Monday, 16 July 2018: 11:15
Oral Presentation
Anna OSYPCHUK, National University of Kyiv-Mohyla Academy, Ukraine
While recent events in Ukraine attracted some scholarly attention and a number of publications were produced, in a field of Sociology few of them focus on the Constitutional Supremacy and Legitimacy, Human Rights and Judicial Reform. Thus, there is still a wide gap concerning a comprehensive sociological analysis of such issues, particularly with regard to the Constitutional (and Judicial) reform that is taking place since 2014 and changes it supposes to bring to the operation of Constitutional Court, appointments of its members, and to the overall Judicial Independence. Such analysis is not only valuable for comparing and understanding social and political process and changes in Ukraine, but for the wider discourse on democracy, constitutions and (social) transformation.

Another important aspect that I also discuss is the fact that the demands and/or appeals to the Constitution, Constitutional Rights and Supremacy, and principles of Division of Powers were one of the main themes of all significant civil protests (revolutions) in Ukraine – most particularly Student protests of 1990 (Revolution on Granite), Orange Revolution of 2004, and Maidan / Revolution of Dignity (2013-2014). I argue drawing on empirical data that underlining values and intentions which pulled people toward participation in Ukrainian revolutions are closely connected to the particular understanding of human rights and freedoms and to the vision of ideal rule of law, however removed it might have been from their actual everyday reality.
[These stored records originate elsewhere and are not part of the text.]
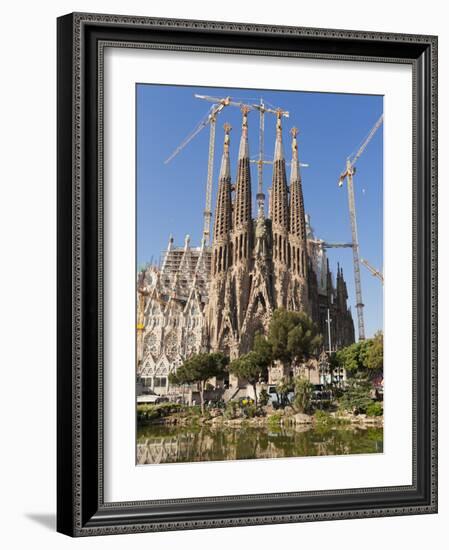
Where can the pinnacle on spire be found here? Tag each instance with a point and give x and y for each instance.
(223, 209)
(298, 225)
(279, 192)
(278, 148)
(243, 149)
(225, 169)
(242, 202)
(294, 174)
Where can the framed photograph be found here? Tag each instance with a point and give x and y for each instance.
(247, 274)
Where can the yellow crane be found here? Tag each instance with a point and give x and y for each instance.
(348, 175)
(374, 272)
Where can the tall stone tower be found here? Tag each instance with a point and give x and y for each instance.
(222, 307)
(297, 244)
(280, 220)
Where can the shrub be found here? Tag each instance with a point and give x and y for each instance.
(263, 397)
(274, 420)
(230, 410)
(303, 394)
(374, 409)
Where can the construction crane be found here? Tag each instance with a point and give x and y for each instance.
(348, 175)
(323, 244)
(374, 272)
(209, 120)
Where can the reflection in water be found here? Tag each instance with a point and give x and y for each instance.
(158, 444)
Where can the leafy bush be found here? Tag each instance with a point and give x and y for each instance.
(303, 394)
(274, 420)
(148, 412)
(357, 396)
(231, 409)
(263, 397)
(374, 409)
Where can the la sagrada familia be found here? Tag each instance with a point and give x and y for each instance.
(217, 298)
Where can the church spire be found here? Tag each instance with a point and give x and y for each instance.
(279, 192)
(223, 210)
(242, 205)
(297, 216)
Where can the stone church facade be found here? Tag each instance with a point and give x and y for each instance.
(217, 298)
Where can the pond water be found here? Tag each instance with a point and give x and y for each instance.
(159, 444)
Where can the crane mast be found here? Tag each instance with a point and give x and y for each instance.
(374, 272)
(348, 175)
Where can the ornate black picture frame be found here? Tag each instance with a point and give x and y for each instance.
(81, 510)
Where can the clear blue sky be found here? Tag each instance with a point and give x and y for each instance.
(170, 198)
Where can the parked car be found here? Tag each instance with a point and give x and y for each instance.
(149, 396)
(274, 398)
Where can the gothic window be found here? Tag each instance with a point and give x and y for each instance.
(151, 343)
(171, 345)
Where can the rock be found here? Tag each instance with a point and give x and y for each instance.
(301, 418)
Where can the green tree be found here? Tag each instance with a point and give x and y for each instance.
(252, 367)
(198, 369)
(283, 387)
(303, 394)
(293, 336)
(375, 356)
(363, 355)
(357, 396)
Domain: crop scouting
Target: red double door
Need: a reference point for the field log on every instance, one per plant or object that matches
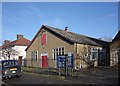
(44, 61)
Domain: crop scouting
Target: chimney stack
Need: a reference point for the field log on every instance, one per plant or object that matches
(19, 36)
(66, 29)
(6, 41)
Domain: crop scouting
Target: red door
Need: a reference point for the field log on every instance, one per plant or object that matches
(44, 61)
(20, 60)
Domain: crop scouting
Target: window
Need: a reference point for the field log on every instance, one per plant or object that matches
(43, 38)
(94, 53)
(57, 51)
(34, 56)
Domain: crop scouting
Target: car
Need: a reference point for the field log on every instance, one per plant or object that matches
(10, 68)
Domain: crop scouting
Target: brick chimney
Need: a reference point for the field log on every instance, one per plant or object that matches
(6, 41)
(19, 36)
(66, 29)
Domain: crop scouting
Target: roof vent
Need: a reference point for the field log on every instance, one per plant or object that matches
(66, 29)
(6, 41)
(19, 36)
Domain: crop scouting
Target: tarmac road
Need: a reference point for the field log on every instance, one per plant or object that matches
(30, 78)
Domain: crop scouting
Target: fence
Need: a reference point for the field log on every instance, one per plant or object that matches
(90, 74)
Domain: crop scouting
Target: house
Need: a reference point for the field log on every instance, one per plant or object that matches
(50, 42)
(115, 49)
(15, 49)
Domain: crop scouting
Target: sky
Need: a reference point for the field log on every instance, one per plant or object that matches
(94, 19)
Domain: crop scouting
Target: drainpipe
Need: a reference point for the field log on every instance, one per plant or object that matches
(75, 56)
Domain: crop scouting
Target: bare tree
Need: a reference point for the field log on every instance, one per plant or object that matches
(8, 52)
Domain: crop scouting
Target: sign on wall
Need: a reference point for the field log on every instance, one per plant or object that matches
(61, 61)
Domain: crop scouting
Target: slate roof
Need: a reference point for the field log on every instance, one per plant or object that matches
(20, 42)
(78, 38)
(73, 37)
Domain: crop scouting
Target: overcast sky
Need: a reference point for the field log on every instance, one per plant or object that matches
(94, 19)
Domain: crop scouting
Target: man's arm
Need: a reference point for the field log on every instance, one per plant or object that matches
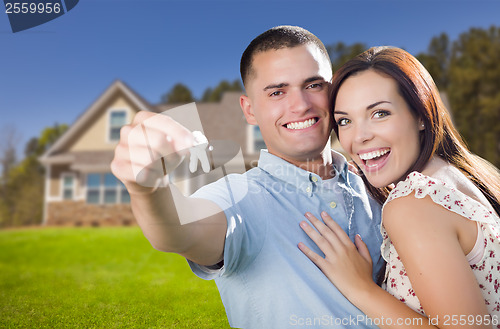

Thus I argue the need for a comprehensive sociological analysis of an ongoing Judicial reform in Ukraine and changes it will bring to the Constitutional Court and process and further to the political system and governance. Recent media discourse and professional legal discourse regarding the Constitutional and Judicial reform are analysed. I also discuss the ongoing debate if suggested reform of Constitutional Court will ensure democratic governance.